Et auprès de l’armée ?

Non, je ne l’ai pas sollicitée. Beaucoup pour Indigènes, mais pas pour ce film là. Ça ne nous paraissait pas être l’endroit où il fallait aller. Et d’abord, à qui poser des questions, sur un sujet dont on n’a pas beaucoup parlé ?

Vous retrouvez les acteurs d’Indigènes….

Ils avaient le choix de dire non, bien sûr. Il ne s’agissait pas simplement de faire un film pour faire un film. Mais de leur proposer un enjeu de cinéma, avec la sensation d’interpréter quelque chose de nouveau pour chacun d’entre eux.

Que pensez-vous du débat sur la dimension « bénéfique » de la colonisation ?

Le mouvement de l’Histoire fait que l’Algérie a été colonisée pendant 132 ans par la France. Ça a été bénéfique ? Bien sûr que non ! Qui donc peut dire ça ? Si elle avait été bénéfique, pourquoi les gens auraient-ils le sentiment d’avoir vécu une injustice ? Quand il y a révolte, il y a d’abord un problème. La colonisation est quelque chose d’injuste et bien loin d’être bénéfique. Je crois que tout le monde est d’accord là-dessus. Il n’y a pas débat.

Comment apaiser les relations avec le passé ?

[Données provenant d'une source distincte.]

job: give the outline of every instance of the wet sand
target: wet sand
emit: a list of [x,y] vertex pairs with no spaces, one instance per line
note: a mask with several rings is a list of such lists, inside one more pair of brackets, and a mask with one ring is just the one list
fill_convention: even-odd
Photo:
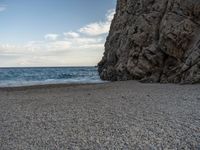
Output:
[[200,149],[200,85],[1,88],[0,149]]

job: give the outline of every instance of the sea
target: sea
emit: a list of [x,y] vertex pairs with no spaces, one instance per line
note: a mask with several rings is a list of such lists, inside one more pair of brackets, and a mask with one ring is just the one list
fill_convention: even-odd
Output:
[[102,82],[96,67],[0,68],[0,87]]

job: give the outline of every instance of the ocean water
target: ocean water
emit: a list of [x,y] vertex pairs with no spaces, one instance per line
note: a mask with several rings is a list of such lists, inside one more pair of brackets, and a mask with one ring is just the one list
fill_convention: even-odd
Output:
[[0,87],[101,82],[95,67],[0,68]]

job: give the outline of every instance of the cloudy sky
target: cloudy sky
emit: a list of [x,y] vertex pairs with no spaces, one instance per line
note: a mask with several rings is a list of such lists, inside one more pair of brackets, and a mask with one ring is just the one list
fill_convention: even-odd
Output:
[[116,0],[0,0],[0,67],[93,66]]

ça va se faire. C’est comme dans un couple, il peut y avoir des tensions. Au lieu de vivre une guerre des mémoires, il faudrait que des deux côtés de la Méditerranée, les historiens puissent débattre et écrire l’Histoire ensemble, sereinement. Même si ça prend dix ou quinze ans. L’histoire des massacres de Sétif n’a pas encore été écrite. On n’est même pas d’accord sur le nombre des victimes ! Les nouvelles générations ne veulent pas vivre avec cela. Il faut dépasser ce stade. J’y crois et c’est la volonté de chacun qui y contribuera.

Le symbole de l’apaisement, ce serait un match France-Algérie (1) qui irait à son terme au Stade de France ?

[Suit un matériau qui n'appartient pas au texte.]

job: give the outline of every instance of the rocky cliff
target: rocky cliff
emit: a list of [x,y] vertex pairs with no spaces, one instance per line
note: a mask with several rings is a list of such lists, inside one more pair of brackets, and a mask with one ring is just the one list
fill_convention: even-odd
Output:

La réponse est chez des gens comme Zidane. À un moment, on se retrouve au centre d’un match de deux équipes qu’on aime beaucoup. Dans leur tête, c’est presque une même équipe. C’est ça la complexité de l’histoire.

(1) Le premier match entre les deux nations, le 6 octobre 2001, qui s’était ouvert sur des sifflets contre La Marseillaise, a été interrompu à la 74e minute sur envahissement de la pelouse du Stade de France.